Alexander Rush @harvardnlp

Open In Colab

TL;DR: The previous post Tensor Considered Harmful called for using named tensors to remedy some of the issues with the ubiquitous Tensor object. The post sparked significant conversation about whether this was a useful technique or would simply litter code unnecessary annotations. This follow-up considers the use of named tensors in real-world deep learning code. This post takes a more pragmatic tack, and examines two methods for integrating named tensors into the current deep learning ecosystem. As before all the code is available in the PyTorch library accompanying this blog post is available as namedtensor which has been significantly changed based on ideas from twitter / reddit comments.

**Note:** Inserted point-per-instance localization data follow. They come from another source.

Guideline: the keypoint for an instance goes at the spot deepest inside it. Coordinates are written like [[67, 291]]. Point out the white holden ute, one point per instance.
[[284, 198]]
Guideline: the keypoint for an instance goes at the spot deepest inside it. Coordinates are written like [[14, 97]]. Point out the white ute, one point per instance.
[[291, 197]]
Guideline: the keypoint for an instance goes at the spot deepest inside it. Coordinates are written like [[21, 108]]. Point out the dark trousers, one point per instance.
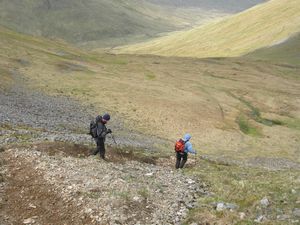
[[100, 147], [180, 160]]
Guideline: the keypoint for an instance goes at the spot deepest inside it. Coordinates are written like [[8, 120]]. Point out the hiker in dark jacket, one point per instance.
[[102, 131], [181, 158]]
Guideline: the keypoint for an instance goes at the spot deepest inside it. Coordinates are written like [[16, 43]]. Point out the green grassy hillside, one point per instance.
[[236, 109], [231, 6], [97, 23], [217, 100], [261, 26], [287, 51]]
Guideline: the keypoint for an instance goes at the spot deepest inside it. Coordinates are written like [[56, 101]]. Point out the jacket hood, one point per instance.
[[187, 137]]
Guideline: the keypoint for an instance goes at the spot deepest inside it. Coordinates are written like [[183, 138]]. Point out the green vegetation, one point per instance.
[[246, 127], [102, 23], [201, 86], [261, 26], [245, 187], [286, 52]]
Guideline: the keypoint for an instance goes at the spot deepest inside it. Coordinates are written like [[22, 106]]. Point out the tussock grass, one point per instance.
[[260, 26], [245, 187], [246, 127], [186, 95]]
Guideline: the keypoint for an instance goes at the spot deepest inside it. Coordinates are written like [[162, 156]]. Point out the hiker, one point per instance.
[[182, 148], [101, 132]]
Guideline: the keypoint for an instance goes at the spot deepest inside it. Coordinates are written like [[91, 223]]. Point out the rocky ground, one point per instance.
[[43, 188], [49, 177]]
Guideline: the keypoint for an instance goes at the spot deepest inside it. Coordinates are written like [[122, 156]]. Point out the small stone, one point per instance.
[[149, 174], [282, 217], [296, 212], [265, 202], [231, 206], [242, 215], [220, 206], [29, 221], [32, 206], [190, 181], [259, 219], [136, 199]]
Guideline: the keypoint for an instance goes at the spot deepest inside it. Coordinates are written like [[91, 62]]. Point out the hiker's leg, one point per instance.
[[178, 159], [102, 148], [97, 149], [184, 159]]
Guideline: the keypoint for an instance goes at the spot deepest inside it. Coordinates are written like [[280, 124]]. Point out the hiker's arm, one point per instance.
[[190, 149], [100, 131]]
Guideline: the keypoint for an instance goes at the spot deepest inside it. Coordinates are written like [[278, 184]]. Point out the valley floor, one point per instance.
[[48, 176]]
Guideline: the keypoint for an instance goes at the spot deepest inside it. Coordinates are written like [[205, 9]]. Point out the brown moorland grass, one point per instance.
[[170, 96], [261, 26]]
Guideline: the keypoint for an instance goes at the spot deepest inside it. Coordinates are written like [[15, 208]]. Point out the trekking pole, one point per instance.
[[112, 136]]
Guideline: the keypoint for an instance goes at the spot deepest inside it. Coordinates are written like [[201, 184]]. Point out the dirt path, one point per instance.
[[57, 183], [27, 198]]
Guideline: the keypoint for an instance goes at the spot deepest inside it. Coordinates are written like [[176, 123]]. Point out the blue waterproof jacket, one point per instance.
[[188, 147]]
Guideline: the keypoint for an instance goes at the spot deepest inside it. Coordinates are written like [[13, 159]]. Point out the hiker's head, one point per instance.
[[105, 118], [187, 137]]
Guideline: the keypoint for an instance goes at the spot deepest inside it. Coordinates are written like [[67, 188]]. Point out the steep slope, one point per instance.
[[260, 26], [217, 100], [231, 6], [102, 23], [287, 51]]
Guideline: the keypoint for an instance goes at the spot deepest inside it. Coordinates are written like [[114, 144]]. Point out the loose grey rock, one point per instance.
[[220, 206], [259, 219], [296, 212], [265, 202]]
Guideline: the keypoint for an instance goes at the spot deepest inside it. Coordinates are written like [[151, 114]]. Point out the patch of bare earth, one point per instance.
[[59, 183], [27, 198]]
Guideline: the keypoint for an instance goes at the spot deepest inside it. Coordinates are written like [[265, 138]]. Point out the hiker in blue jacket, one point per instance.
[[181, 158]]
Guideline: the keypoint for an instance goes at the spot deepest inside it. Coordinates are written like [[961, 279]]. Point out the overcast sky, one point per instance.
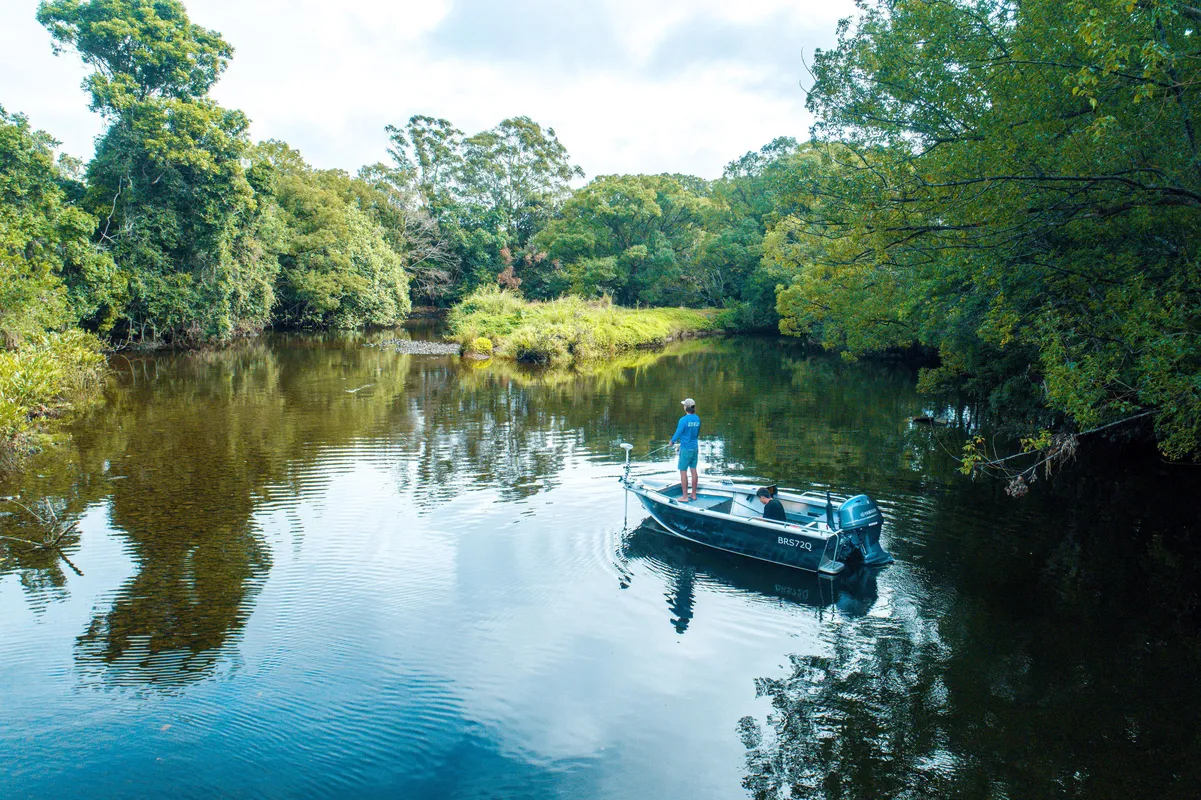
[[629, 85]]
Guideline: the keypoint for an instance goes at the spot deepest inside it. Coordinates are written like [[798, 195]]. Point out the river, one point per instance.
[[314, 567]]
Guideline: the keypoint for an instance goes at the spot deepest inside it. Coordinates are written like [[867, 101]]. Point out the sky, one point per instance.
[[628, 85]]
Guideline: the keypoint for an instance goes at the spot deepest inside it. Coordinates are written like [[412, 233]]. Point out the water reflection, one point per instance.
[[432, 553]]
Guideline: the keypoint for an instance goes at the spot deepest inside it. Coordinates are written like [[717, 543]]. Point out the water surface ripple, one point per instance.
[[308, 567]]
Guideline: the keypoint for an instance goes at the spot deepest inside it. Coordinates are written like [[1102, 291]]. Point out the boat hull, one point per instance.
[[792, 545]]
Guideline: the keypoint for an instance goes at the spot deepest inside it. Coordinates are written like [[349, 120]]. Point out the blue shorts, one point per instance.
[[688, 458]]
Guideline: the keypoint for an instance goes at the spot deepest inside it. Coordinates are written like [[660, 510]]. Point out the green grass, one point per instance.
[[39, 378], [568, 329]]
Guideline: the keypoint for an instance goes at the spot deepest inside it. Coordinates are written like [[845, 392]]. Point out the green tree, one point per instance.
[[489, 193], [633, 237], [168, 184], [338, 268], [51, 273], [1019, 186]]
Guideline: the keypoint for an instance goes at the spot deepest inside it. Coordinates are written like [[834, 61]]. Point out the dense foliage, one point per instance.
[[567, 330], [47, 262]]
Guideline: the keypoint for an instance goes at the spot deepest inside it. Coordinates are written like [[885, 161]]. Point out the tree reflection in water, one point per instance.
[[1028, 661]]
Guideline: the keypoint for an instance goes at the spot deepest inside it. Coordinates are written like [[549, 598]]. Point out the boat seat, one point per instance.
[[722, 505]]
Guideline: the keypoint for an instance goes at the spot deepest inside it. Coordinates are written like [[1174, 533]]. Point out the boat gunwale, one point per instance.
[[758, 521]]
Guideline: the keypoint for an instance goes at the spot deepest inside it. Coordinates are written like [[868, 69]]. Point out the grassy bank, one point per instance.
[[568, 329], [39, 381]]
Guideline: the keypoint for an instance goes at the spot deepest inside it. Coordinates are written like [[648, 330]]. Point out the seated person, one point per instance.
[[771, 507]]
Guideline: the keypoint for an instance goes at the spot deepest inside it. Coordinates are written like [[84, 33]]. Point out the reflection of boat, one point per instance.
[[683, 561], [819, 535]]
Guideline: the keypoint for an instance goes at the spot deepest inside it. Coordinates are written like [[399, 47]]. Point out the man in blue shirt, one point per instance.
[[687, 433]]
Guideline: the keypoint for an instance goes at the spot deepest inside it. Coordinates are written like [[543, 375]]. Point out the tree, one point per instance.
[[51, 273], [487, 192], [338, 268], [629, 236], [1019, 187], [167, 185]]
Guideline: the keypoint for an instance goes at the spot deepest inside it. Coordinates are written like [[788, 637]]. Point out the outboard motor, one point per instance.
[[859, 523]]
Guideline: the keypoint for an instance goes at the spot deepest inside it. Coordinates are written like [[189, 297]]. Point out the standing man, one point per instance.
[[687, 433]]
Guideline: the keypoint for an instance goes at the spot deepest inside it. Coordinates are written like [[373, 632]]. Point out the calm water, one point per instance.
[[309, 567]]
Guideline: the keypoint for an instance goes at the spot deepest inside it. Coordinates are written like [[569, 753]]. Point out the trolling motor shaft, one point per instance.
[[627, 447]]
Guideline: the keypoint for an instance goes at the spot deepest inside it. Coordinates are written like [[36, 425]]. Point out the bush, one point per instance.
[[568, 329], [481, 346], [39, 377]]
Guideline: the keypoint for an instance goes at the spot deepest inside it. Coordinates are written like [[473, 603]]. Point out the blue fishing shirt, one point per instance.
[[687, 433]]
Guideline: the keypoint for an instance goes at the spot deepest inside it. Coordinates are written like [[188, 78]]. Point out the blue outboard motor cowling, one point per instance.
[[859, 523]]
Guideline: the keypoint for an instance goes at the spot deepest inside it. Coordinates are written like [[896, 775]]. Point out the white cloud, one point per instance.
[[629, 85]]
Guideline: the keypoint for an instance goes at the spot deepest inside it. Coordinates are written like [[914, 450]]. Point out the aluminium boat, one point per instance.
[[823, 533]]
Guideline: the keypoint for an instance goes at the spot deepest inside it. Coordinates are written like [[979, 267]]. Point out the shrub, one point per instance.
[[568, 329], [39, 377], [481, 346]]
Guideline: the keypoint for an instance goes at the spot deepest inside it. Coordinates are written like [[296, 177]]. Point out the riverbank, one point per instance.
[[568, 329], [40, 378]]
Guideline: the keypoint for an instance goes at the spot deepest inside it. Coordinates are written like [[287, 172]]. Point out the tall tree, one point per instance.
[[168, 185], [631, 236], [1021, 189], [338, 268], [51, 273]]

  • Thanks to Stephen Hoyer for suggesting several useful changes to this and the last post to simplify the syntax.

Named Tensors for Deep Learning

The previous post Tensor Considered Harmful proposes that many of the core usability issues in deep learning frameworks come from manipulating and aligning tensor objects. It shows this by playing aroung with some toy tensor examples.

However, in hindsight, this was cheating. To actually use named tensors we need to interact with the ecosystem at large. The entire of richness of PyTorch is its libraries, which like it or not, are written with a tuple-based calling convention. If we want to write real software in real environments, it is not sufficient to simply show that naming is useful, it has be usable with the current functionality.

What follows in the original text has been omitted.